Anyway thanks all for sharing your views, its clear to see that for most, planted tanks are a passion, sometimes a consuming one that is enjoyed as it should be. Im forever sneaking a peak at mine whether its from the sofa or in the 'designated viewing zone'   



			
				sussex_cichlids said:
			
		

> I must admit i spend best part of the day in front of mine can get lost starring into it for hours think the longest spent looking at one of my tanks must been about 4 hours or more





			
				George Farmer said:
			
		

> I deliberately don't keep a tank in my main living room anymore - too distracting.





			
				ghostsword said:
			
		

> The tank in the living room I watch maybe 2 hours a day, but the one in the room much more.  I really like to sit in front of the tanks and just take it in.



Cheerio,
Ady.


----------



## skeletonw00t (23 Feb 2012)

Tonight i actually sat back & watched my tank for half an hour. It was great to just enjoy the tank for once & not be messing around with it


----------



## Ady34 (23 Feb 2012)

*Re: How much time do people spend actually watching their ta*



			
				skeletonw00t said:
			
		

> Tonight i actually sat back & watched my tank for half an hour.
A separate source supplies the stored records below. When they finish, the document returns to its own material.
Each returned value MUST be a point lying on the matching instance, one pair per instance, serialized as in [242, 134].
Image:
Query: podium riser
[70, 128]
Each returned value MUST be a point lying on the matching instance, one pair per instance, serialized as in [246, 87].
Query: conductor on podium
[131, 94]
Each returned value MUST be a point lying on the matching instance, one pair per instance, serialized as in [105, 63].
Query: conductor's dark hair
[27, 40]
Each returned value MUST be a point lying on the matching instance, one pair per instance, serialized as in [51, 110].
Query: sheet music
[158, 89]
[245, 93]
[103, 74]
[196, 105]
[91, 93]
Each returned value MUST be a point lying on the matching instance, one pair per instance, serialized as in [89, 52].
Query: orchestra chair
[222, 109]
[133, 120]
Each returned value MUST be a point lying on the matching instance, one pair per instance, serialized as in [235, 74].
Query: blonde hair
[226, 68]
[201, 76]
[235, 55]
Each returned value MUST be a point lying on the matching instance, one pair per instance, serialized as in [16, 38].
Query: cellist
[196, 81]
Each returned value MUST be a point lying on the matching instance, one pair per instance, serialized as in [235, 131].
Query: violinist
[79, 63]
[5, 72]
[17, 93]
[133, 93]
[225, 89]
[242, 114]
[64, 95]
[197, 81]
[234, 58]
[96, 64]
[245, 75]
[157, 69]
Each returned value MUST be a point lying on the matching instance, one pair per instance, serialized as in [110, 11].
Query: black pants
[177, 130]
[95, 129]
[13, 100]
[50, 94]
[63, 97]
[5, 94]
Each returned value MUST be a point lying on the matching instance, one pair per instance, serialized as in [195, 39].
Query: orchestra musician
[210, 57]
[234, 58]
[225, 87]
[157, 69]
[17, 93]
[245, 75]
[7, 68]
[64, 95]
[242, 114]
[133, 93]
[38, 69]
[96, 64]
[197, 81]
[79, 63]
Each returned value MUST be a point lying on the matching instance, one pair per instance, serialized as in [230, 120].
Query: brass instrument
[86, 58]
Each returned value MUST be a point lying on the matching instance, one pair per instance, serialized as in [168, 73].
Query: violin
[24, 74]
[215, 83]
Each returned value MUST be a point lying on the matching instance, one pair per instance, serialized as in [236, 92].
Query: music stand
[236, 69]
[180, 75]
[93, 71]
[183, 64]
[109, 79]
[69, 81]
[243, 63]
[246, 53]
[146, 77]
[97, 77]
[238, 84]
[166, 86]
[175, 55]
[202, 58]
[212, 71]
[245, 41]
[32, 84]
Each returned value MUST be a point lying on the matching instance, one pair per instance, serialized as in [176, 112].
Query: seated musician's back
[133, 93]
It was great to just enjoy the tank for once & not be messing around with it



I think thats sometimes just what you need to do. 
If were keeping up with general tank husbandry and the fish are being catered for, then we can solve all the other issues we may have in time with a clear head and some research.
Planted tanks are great to look at and should be enjoyed. 
I love the construction, and the learning, but most of all i enjoy the watching.
Ady.


----------



## m_attt (23 Feb 2012)

*Re: How much time do people spend actually watching their ta*

my main tank is by the dining table so sit and watch it while eating, if i just sit and watch it randomly for too long i cant help thing hmm what if that bit of wood was there and then i find myself pulling it apart and moving stuff about for an hour.


----------



## Viv (24 Feb 2012)

*Re: How much time do people spend actually watching their ta*

All my main tanks are in my living/dining room - the 450 acts as a room divider on the left, the 180 and the fighter are opposite the sofa and the 125 is on the right. I watch these on and off all day when I'm at home - which, as hubs full time carer is quite a bit! I look into the shrimp tank in the kitchen every time I go in there - again quite a bit! It helps that we don't have a TV at all and restrict our projector viewing to after about 6pm in the evening. As I'm typing every time I look up I can see my new krib fry in the 450 - much better than anything else I can imagine!! 

Viv


----------



## Morgan Freeman (24 Feb 2012)

*Re: How much time do people spend actually watching their ta*

I have a sofa facing my tank and nothing else   

It helps to have interesting fish, my flame tetras are always active and fun to watch.


----------



## spyder (25 Feb 2012)

*Re: How much time do people spend actually watching their ta*

Like a lot of people I tend to try and have at least 30 mins a day just checking things over, looking for bad leaves, thinking about what to prune next, what to move where, what to evict etc. I often drag the 2 seater sofa from the other side of the room and relax with a vodka or a glass of wine in front of the tank.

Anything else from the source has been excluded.